The account of profits to which a patentee is entitled must be “derived by him from the infringement”. The correct approach is to identify the invention (which is not necessarily co-terminous with the scope of the claims) and then to decide what profit the infringer derived from that invention. The Court of Appeal held that HHJ Hacon had correctly identified the invention (a snap-in insert of a particular material and shape, which interacted with a panel in a given way), but had erred in considering that the whole profit of a composite product (panel plus insert) was derived from the invention. Where sales of products go together, it is wrong in principle to attribute the whole of the profit of the composite item to the infringement, unless the infringement “drives” the sale or the infringement was “the essential ingredient in the creation of the defendant’s whole product”. In the current case, customers required a panel with an insert, but were indifferent to the type of insert provided. Therefore the profit of the composite product should have been apportioned.

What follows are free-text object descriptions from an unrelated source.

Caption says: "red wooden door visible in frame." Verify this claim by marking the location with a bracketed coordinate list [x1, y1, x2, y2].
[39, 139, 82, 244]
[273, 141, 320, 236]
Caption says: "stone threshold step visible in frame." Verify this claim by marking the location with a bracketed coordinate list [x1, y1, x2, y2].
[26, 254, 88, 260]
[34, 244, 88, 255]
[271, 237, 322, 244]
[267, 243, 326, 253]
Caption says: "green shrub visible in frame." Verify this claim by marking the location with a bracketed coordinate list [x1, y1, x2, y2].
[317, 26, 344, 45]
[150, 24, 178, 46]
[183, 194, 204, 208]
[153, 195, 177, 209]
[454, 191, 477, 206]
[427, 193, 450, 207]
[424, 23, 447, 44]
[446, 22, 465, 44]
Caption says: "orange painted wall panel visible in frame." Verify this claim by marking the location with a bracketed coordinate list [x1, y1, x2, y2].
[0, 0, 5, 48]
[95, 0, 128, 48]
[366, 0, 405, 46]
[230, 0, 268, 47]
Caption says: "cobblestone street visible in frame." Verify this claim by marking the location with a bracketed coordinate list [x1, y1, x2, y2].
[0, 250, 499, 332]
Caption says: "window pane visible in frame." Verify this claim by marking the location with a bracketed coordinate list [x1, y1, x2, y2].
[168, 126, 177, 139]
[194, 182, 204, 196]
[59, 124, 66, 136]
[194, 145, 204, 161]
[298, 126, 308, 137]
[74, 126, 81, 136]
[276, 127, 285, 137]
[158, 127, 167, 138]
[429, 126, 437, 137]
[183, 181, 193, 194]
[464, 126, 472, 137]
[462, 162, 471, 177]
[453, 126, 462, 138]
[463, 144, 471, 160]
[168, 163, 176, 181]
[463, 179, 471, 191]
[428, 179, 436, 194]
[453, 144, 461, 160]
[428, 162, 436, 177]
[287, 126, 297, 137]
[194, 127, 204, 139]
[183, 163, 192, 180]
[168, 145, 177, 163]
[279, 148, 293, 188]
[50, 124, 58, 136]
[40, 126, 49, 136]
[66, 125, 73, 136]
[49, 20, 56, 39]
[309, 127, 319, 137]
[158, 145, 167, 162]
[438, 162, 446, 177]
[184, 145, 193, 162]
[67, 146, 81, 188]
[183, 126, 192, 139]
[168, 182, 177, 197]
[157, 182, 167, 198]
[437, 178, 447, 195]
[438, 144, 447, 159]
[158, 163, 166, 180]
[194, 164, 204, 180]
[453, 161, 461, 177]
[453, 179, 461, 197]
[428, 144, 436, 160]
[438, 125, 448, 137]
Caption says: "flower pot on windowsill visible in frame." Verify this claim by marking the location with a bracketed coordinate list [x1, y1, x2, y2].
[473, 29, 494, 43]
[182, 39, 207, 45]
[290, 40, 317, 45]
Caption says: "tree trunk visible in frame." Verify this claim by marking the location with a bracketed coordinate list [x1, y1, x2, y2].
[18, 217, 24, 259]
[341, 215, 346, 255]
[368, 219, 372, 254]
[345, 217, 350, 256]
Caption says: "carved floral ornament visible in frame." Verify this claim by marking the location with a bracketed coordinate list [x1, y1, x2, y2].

In considering whether to allow Design & Display to set off part of its general overheads, the Court of Appeal confirmed that if the infringer would have manufactured or sold non-infringing products had he not infringed and would have incurred overheads in supporting that manufacture or sale, he ought to be allowed a proportion of his general overheads. Contrary to the finding of HHJ Hacon, “running to maximum capacity such that the infringing business displaced an alternative business which otherwise would have been conducted” was not a threshold condition to allow set off.
As the Court of Appeal was unable to assess the profits to which the patentee was entitled on the basis of the facts found by HHJ Hacon, it ordered that the case be remitted to IPEC for reconsideration.